Your function signature permits any function a->m b
on input, yet inside you assume a specific range of values. convert
is not as polymorphic as the signature seems to declare.
What you have done is created a Map from a to b, then made a pure function that looks up a pure value in that map. Here's why:
What you are asking for is similar to implementing tensorial strength strength :: (Monad m) => (a, m b) -> m (a, b)
for a monoidal category (C, ⊗, I) - given a binary relation ⊗ in category C and a monad m, convert a ⊗ m b to m (a ⊗ b). When this is possible for a binary relationship that meets certain requirements, the monad is strong. In Haskell all monads are strong, if tensorial product a ⊗ b is chosen to be a pair (a, b)
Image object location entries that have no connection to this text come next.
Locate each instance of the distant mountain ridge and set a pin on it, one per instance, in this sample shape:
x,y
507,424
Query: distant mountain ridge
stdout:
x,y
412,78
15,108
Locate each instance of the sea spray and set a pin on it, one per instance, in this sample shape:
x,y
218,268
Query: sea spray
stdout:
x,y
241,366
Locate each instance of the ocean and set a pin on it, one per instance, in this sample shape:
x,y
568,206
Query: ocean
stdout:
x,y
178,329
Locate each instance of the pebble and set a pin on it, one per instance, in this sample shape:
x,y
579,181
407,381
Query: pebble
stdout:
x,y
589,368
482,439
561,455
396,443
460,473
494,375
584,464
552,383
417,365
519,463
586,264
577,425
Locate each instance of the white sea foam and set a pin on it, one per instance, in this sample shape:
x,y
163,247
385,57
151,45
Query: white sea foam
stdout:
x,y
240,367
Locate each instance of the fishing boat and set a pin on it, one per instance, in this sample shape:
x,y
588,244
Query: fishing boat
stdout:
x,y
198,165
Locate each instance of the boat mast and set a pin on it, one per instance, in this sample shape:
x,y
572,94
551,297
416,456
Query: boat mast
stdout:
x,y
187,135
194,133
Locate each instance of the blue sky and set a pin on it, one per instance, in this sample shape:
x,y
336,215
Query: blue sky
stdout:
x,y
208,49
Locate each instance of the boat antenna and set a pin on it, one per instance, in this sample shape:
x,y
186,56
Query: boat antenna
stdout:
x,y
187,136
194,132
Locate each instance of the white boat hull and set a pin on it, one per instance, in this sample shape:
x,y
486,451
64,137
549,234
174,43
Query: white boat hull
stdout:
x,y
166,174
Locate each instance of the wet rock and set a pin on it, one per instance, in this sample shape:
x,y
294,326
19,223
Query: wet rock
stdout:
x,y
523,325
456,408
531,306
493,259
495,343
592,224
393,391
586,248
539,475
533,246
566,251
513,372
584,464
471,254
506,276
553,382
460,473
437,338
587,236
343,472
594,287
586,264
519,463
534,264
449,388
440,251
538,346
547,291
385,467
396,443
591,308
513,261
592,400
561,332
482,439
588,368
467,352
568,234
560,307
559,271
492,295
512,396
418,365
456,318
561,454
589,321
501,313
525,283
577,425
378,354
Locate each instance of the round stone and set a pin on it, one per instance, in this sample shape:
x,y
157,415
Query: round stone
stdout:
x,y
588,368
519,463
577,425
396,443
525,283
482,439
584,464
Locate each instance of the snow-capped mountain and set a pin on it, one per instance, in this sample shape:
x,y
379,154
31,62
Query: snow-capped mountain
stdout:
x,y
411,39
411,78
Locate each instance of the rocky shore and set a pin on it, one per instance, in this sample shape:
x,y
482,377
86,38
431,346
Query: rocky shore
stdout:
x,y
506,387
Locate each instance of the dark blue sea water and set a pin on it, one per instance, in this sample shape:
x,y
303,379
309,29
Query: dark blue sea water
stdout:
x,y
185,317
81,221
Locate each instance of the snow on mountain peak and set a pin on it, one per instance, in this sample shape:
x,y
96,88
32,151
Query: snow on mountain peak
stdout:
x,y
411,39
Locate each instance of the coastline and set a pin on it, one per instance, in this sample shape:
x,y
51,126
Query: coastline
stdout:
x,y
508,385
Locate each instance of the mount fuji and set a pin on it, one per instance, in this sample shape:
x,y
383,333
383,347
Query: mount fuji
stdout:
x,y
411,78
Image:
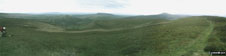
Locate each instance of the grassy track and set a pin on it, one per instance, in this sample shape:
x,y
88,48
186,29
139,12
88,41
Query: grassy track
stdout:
x,y
196,48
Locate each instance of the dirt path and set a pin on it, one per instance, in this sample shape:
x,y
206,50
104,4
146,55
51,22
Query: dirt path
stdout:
x,y
51,28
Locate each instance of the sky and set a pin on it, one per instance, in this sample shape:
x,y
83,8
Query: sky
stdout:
x,y
138,7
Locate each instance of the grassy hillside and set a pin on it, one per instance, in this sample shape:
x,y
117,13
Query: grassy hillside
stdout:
x,y
190,36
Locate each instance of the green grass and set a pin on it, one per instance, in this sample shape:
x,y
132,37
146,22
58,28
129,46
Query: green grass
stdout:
x,y
187,36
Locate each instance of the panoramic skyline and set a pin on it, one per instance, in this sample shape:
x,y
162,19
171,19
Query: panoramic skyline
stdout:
x,y
137,7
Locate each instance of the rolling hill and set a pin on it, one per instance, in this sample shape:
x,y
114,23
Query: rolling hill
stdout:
x,y
152,35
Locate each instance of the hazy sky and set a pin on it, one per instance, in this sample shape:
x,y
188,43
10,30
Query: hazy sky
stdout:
x,y
205,7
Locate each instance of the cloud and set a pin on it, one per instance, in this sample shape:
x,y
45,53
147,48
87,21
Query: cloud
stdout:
x,y
144,7
106,4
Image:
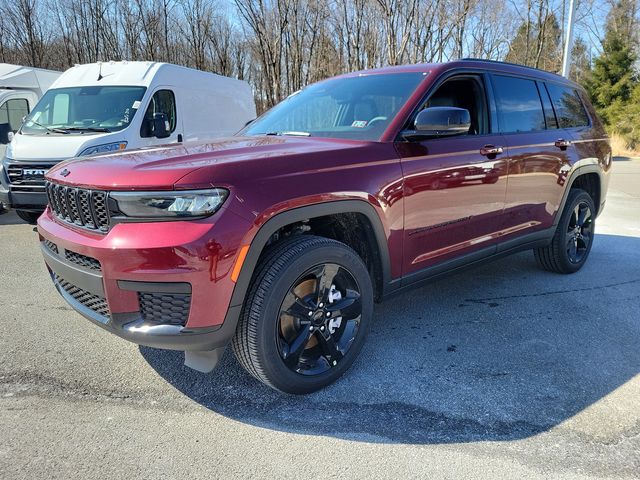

: strength (a, mb) = mb >>= return . (a,)
. Yet, here you are attempting to do the same for a binary relationship ->
. Unfortunately, a -> b
cannot be chosen to be a tensor product, because it is not a bi-functor - it is contravariant in a
. So what you want cannot be accomplished for arbitrary functions.
What is different in your case, is that essentially you built all pairs (a,b)
. The amount of code, therefore, can be reduced if you explicitly enumerate all possible pairs of a
and b
, for example by building a m (Map a b)
. The others here offered nice sugars exposing "function-like" interfaces, but they are merely lookups in the map.